Contrary to what scientists have thought, colliding galaxies aren't the only way to turn massive black holes in galactic centers into superbright sources of x-rays, a new study suggests. Indeed, they may not even be the main one.
Many, if not all, large galaxies host at their center a black hole millions or even billions of times as massive as our sun. But only a few of those supermassive black holes glow fiercely enough for scientists to call them "active galactic nuclei." Until recently, most astronomers thought active nuclei were switched on when collisions between galaxies sent huge volumes of gas, including intact stars, swirling into the central black hole, says Alexis Finoguenov, an astronomer at the Max Planck Institute for Extraterrestrial Physics in Garching, Germany.
Now, a survey of hundreds of galaxies by Finoguenov and colleagues, soon to be published in The Astrophysical Journal, hints that intergalactic smashups only occasionally play a role in turning on the active galactic nuclei. In a 5-year study, the team looked at 600 active galaxies in a well-studied patch of sky in the constellation Sextans that is about 10 times the size of the full moon as seen from Earth. Observations with another telescope indicate that the light now reaching Earth left those galaxies as much as 11 billion years ago, the researchers note.

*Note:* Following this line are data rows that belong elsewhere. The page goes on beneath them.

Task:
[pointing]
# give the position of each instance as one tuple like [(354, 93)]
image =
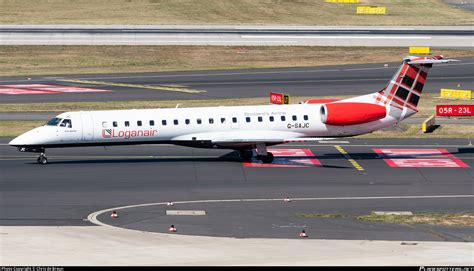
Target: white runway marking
[(93, 217)]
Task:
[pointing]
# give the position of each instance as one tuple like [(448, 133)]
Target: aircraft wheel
[(267, 159), (42, 159), (246, 154)]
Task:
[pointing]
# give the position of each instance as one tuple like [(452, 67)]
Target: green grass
[(447, 219), (460, 219), (255, 12), (54, 60)]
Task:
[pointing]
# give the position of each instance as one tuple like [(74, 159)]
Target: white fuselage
[(197, 127)]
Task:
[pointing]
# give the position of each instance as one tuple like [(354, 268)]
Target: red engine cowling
[(342, 114), (320, 101)]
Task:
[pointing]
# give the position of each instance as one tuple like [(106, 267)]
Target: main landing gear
[(42, 159), (262, 154)]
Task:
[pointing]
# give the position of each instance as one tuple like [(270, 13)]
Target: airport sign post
[(279, 98), (454, 110)]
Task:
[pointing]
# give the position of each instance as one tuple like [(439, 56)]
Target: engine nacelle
[(342, 114)]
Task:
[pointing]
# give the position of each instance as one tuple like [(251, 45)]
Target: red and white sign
[(44, 89), (454, 110), (279, 98), (419, 158), (287, 158)]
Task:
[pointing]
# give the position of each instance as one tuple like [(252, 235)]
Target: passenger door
[(87, 127)]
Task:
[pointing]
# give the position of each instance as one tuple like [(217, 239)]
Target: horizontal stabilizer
[(416, 60)]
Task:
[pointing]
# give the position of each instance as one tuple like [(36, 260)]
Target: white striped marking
[(93, 217)]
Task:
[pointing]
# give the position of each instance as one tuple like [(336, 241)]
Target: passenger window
[(66, 123)]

As expected, Finoguenov says, the team found that extremely brilliant active nuclei were rare and that most were only moderately bright at x-ray wavelengths. Surprisingly, however, the vast majority of active galactic nuclei—even the oldest ones, which formed when the universe was smaller and galaxies much closer together than they are today—weren't associated with intergalactic collisions. Instead, the galactic nuclei that were the brightest sources of x-rays were found in massive galaxies that included large amounts of dark matter, the invisible material that adds mass to a galaxy and boosts its gravitational attraction.
The results indicate that a galaxy's central black hole is typically fed by processes inside the galaxy, not by collisions with another similarly large mass of stars, the researchers contend.

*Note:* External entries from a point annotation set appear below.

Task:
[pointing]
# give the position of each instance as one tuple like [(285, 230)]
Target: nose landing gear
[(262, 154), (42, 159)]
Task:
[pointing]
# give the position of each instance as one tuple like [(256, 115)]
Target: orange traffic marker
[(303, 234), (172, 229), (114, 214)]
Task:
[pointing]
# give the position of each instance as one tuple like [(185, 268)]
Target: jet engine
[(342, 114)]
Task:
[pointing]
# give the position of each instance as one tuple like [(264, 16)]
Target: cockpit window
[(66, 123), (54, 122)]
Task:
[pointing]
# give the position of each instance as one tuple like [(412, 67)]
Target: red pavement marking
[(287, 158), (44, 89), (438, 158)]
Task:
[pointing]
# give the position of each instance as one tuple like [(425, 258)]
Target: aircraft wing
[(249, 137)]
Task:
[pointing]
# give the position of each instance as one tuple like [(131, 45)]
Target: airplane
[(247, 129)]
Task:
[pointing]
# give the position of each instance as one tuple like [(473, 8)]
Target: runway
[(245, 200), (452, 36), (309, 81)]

The new study "is a nice piece of work," says Mauricio Cisternas, an astronomer at the Max Planck Institute for Astronomy in Heidelberg, Germany. Earlier this year, Cisternas and colleagues used a completely different method to survey a smaller set of galaxies in the same region of the sky—140 galaxies that were as much as 8 billion years old—and reached the same conclusion as Finoguenov's team did.
Processes that switch on immense pulses of x-ray-generating activity in a galactic black hole aren't well understood, Cisternas notes. "The physics are still unknown," he adds.
In some cases, Cisternas suggests, a galaxy may gradually accrete so much mass that the orbits of its stars become unstable, sending a cascade of material into the central black hole and triggering an immense burst of x-rays. In other cases, minor collisions with small, unseen clusters of stars that orbit the main galaxy, just as the Magellanic Clouds orbit our own Milky Way, could lead to activation of the supermassive black holes at the galactic core.